CD1 mice were used. Day E0 was taken to be midnight prior to finding a vaginal plug. Embryo heads were fixed in 4% buffered paraformaldehyde, wax embedded, and serially sectioned at 7 µm. After deparaffinization of sections, sections treated by proteinase K and then incubated with antibody to FAM20A (sc-164310; Santa Cruz, Dallas, TX). Tyramide signal amplification system (NEL701001KT; Perkin Elmer Life Science, Waltham, MA) was performed for detecting the primary antibody. Our study has demonstrated that Fam20a protein was also observed in tooth germs at the very early stages of tooth development (Fig. 4A–D).

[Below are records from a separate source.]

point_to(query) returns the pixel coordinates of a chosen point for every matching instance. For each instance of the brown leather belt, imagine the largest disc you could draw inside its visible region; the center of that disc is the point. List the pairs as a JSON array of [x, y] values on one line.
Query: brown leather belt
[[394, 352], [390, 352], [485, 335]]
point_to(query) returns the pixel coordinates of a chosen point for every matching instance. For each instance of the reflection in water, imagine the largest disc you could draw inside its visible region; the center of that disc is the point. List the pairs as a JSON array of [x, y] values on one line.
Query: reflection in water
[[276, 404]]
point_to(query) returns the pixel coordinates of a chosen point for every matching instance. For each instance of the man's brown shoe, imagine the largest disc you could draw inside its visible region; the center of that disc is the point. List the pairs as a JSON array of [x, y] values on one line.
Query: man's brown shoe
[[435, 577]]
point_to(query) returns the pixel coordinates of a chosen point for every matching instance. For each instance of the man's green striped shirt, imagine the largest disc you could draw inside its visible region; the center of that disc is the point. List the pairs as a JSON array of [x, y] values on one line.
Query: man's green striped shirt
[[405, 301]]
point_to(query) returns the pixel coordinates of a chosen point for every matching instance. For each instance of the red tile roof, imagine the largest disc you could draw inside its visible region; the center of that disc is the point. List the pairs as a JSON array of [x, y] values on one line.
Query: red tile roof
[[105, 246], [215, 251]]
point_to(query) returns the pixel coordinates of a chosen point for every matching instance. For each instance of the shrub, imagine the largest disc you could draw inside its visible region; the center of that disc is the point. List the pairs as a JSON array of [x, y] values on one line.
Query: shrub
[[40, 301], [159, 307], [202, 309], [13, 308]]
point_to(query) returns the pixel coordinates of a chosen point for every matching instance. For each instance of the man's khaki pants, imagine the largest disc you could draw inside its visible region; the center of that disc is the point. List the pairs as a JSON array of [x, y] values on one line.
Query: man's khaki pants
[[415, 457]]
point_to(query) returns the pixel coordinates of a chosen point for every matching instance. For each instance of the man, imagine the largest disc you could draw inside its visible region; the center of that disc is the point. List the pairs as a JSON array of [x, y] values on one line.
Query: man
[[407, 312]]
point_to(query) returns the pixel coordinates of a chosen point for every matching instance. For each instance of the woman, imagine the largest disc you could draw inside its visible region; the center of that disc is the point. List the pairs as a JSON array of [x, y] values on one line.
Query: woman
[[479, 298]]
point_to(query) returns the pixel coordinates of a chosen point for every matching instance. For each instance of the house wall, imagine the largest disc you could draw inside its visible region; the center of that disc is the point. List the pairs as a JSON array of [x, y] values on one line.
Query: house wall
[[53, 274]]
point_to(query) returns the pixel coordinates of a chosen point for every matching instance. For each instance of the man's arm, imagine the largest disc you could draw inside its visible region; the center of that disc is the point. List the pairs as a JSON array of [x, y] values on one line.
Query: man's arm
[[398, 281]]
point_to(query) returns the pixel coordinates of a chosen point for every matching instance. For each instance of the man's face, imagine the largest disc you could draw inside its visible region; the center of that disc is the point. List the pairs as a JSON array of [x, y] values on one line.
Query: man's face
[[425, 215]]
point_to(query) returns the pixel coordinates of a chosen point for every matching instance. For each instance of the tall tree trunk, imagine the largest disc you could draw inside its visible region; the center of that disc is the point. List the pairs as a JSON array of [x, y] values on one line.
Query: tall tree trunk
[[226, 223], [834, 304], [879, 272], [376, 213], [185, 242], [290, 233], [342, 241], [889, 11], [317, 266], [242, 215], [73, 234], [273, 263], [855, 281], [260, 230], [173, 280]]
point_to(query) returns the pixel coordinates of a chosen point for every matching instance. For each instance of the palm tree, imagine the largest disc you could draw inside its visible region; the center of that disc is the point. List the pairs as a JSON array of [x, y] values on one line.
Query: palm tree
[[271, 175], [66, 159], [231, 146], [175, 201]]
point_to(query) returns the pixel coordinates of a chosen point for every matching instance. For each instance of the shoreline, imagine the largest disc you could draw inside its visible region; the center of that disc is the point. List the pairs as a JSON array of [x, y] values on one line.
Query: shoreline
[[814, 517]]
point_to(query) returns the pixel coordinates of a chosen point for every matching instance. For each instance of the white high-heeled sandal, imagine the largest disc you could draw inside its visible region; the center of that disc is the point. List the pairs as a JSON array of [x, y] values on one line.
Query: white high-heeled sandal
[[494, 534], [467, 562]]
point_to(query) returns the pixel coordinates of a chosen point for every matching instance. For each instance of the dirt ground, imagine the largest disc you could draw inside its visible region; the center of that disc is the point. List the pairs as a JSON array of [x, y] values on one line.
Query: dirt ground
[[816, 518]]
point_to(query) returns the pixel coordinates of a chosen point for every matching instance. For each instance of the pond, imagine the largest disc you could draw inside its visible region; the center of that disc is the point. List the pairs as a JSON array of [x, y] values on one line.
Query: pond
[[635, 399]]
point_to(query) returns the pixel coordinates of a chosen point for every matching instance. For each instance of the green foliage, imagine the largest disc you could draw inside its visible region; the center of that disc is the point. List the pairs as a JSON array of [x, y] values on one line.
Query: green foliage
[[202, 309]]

Hypodontia found in Patient 2, appears to be a common finding but has not been considered an important finding of the syndrome [Peters et al., 1992; Atasu et al., 1999; Raubenheimer and Noffke, 2002; Carnelio and Rao, 2005; Martelli-Junior et al., 2008; Cho et al., 2011]. Fam20a has been reported to be expressed by secretory but not maturation-stage ameloblasts, and this explains amelogenesis imperfecta, hypoplastic type in patients with FAM20A mutations [O'Sullivan et al., 2011; Wang et al., 2014]. Our study has demonstrated for the first time that Fam20a is expressed in tooth germs at the very early stages of tooth development (epithelial thickening, bud, and cap stages) and this supports hypodontia phenotype in a number of patients who had FAM20A mutations. Interestingly Fam20a expression in the dental follicles just above the molar cusp tips has been hypothesized to be involved in tooth eruption. Its absence has been postulated to be involved in failure of tooth eruption as commonly seen in patients with FAM20A mutations [Wang et al., 2014]. Our study reports a novel and a previously reported FAM20A mutations and confirms that ERS and amelogenesis imperfecta-gingival fibromatosis syndrome actually are the same entity with different manifestations, caused by mutations in FAM20A. Patients with amelogenesis imperfecta, hypoplastic type with unerupted teeth, and gingival fibromatosis are advocated to have renal ultrasonography to rule out nephrocalcinosis or nephrolithiasis.